First Author  Darsow T Year  2005
Journal  J Biol Chem Volume  280
Issue  18 Pages  18311-20
PubMed ID  15741168 Mgi Jnum  J:99085
Mgi Id  MGI:3581093 Doi  10.1074/jbc.M501157200
Citation  Darsow T, et al. (2005) Exocytic trafficking is required for nicotine-induced up-regulation of alpha4beta2 nicotinic acetylcholine receptors. J Biol Chem 280(18):18311-20
abstractText  The primary target for nicotine in the brain is the neuronal nicotinic acetylcholine receptor (nAChR). It has been well documented that nAChRs respond to chronic nicotine exposure by up-regulation of receptor numbers, which may underlie some aspects of nicotine addiction. In order to investigate the mechanism of nicotine-induced nAChR up-regulation, we have developed a cell culture system to assess membrane trafficking and nicotine-induced up-regulation of surface-expressed alpha(4)beta(2) nAChRs. Previous reports have implicated stabilization of the nAChRs at the plasma membrane as the potential mechanism of up-regulation.

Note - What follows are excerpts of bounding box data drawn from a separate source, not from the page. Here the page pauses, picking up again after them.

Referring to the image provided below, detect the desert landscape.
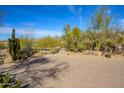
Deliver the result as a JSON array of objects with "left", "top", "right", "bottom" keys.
[
  {"left": 0, "top": 50, "right": 124, "bottom": 88},
  {"left": 0, "top": 6, "right": 124, "bottom": 88}
]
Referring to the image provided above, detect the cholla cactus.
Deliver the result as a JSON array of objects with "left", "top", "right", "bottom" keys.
[{"left": 8, "top": 29, "right": 20, "bottom": 60}]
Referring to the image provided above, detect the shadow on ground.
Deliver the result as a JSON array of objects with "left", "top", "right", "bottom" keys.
[{"left": 1, "top": 57, "right": 68, "bottom": 87}]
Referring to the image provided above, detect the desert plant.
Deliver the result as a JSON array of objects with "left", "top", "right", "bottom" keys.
[
  {"left": 0, "top": 58, "right": 4, "bottom": 65},
  {"left": 0, "top": 73, "right": 21, "bottom": 88},
  {"left": 8, "top": 29, "right": 20, "bottom": 60}
]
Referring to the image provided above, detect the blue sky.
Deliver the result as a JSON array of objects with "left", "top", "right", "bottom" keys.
[{"left": 0, "top": 5, "right": 124, "bottom": 40}]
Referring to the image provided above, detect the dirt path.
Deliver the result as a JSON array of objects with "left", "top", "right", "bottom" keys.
[
  {"left": 0, "top": 52, "right": 124, "bottom": 88},
  {"left": 42, "top": 54, "right": 124, "bottom": 88}
]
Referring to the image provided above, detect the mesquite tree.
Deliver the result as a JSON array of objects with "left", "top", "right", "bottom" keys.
[{"left": 8, "top": 29, "right": 20, "bottom": 60}]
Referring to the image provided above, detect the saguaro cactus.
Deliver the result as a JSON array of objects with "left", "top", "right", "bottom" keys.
[{"left": 8, "top": 29, "right": 20, "bottom": 60}]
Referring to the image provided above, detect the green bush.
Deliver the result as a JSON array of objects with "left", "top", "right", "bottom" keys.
[
  {"left": 34, "top": 36, "right": 64, "bottom": 49},
  {"left": 0, "top": 74, "right": 21, "bottom": 88},
  {"left": 51, "top": 47, "right": 61, "bottom": 54},
  {"left": 0, "top": 58, "right": 4, "bottom": 65}
]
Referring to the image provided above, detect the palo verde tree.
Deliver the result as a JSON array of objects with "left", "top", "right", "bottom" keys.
[{"left": 8, "top": 29, "right": 20, "bottom": 60}]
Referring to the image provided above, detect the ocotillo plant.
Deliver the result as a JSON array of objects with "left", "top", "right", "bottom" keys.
[{"left": 8, "top": 29, "right": 20, "bottom": 60}]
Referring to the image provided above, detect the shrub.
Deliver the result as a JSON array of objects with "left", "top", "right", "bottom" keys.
[
  {"left": 0, "top": 74, "right": 21, "bottom": 88},
  {"left": 34, "top": 36, "right": 64, "bottom": 49},
  {"left": 99, "top": 40, "right": 115, "bottom": 52},
  {"left": 0, "top": 58, "right": 4, "bottom": 65},
  {"left": 51, "top": 46, "right": 61, "bottom": 54},
  {"left": 8, "top": 29, "right": 20, "bottom": 60}
]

We have found that whereas nicotine exposure results in up-regulation of surface receptors in our system, it does not alter surface receptor internalization from the plasma membrane, postendocytic trafficking, or lysosomal degradation. Instead, we find that transport of nAChRs through the secretory pathway to the plasma membrane is required for nicotine-induced up-regulation of surface receptors. Therefore, nicotine appears to regulate surface receptor levels at a step prior to initial insertion in the plasma membrane rather than by altering their endocytic trafficking or degradation rates as had been previously suggested.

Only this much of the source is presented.